An 11-way partition selects these medoids: B, Byz, Delta, it-ff-2, W, Theta, 205, cop-bo, vg, it-k, arm. The following table gives their encoded texts along with "Rec-11", the most frequent reading across 11 medoids:
This time there are not as many NAs due to fewer ties for the most frequent reading.
Analysing a data set which includes the texts recovered through 6- (Rec-6) and 11-way (Rec-11) partitions produces these CMDS and DC analysis results:
The CMDS map places the recovered texts somewhere between the major varieties, as might be expected. The DC dendrogram puts the recovered text in the same branch as Families 1 and 13, which I didn't expect.

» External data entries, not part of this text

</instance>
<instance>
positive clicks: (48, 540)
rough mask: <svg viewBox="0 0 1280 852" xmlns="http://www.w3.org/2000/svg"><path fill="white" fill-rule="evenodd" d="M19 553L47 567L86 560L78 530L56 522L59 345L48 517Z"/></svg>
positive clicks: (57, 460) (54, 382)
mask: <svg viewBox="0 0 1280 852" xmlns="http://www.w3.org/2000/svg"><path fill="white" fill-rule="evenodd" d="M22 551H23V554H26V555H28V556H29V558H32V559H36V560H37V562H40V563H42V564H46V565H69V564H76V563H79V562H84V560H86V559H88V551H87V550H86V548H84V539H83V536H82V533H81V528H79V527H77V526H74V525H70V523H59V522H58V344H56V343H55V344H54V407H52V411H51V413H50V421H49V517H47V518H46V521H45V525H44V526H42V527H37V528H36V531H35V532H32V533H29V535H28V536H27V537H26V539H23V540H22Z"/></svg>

The MSW plot indicates that a 10-way partition is a reasonable choice:
Using PAM to divide the data set into this many groups puts the recovered text in the same group as 700, 1342, it-aur, it-f, it-l, it-q, vg, arm, eth, geo, and Augustine. I didn't expect that, either!
B: UBS Aleph B Psi 2427
Byz: A f-13 33 157 180 579 597 1006 1010 1071 1241 1243 1292 1424 1505 Byz E F G H N Sigma Lect syr-p syr-h slav
Delta: C L Delta
it-ff-2: D it-a it-b it-c it-d it-ff-2 it-i it-r-1
Theta: Theta 565 syr-pal
205: f-1 28 205 syr-s
Rec-6: 700 1342 it-aur it-f it-l it-q vg arm eth geo Augustine Rec-6 Rec-11
cop-bo: 892 cop-sa cop-bo
Poorly classified (worst last):
it-q arm 892 eth geo 700 L 1342
Ranking witnesses by distance from Rec-11 produces this (* = distance is not statistically significant for this data set):
Rec-6 (0.028); vg (0.205); it-l (0.229); 205 (0.230); slav (0.235); f-1 (0.254); Lect (0.281); 1292 (0.283); Byz (0.288); 1243 (0.294); G (0.295); it-aur (0.295); 180 (0.302); 1006 (0.302); 597 (0.304); f-13 (0.310); 700 (0.310); E (0.310); 157 (0.314); 1424 (0.315); 1010 (0.317); 1241 (0.317); 1505 (0.320); H (0.322); geo (0.322); F (0.324); 1071 (0.325); Augustine (0.326); A (0.333); syr-h (0.337); arm (0.339); Sigma (0.348); it-q (0.348); syr-p (0.352); 28 (0.357); 33 (0.361); it-f (0.367*); cop-bo (0.367*); 565 (0.371); eth (0.373); 579 (0.379); Theta (0.382); 1342 (0.384*); N (0.400*); C (0.404*); syr-pal (0.404*); it-ff-2 (0.414*); 892 (0.416*); Delta (0.432*); L (0.433*); it-i (0.436*); cop-sa (0.436*); syr-s (0.437*); it-c (0.446*); 2427 (0.475*); W (0.476*); Psi (0.500*); UBS (0.504*); it-b (0.510*); it-k (0.537*); Aleph (0.542*); it-r-1 (0.556*); it-d (0.560); it-a (0.569); B (0.570); D (0.595)
I wasn't expecting the closest witness to the recovered text to be Jerome's Vulgate. Family 1 (which includes 205) is not much further away.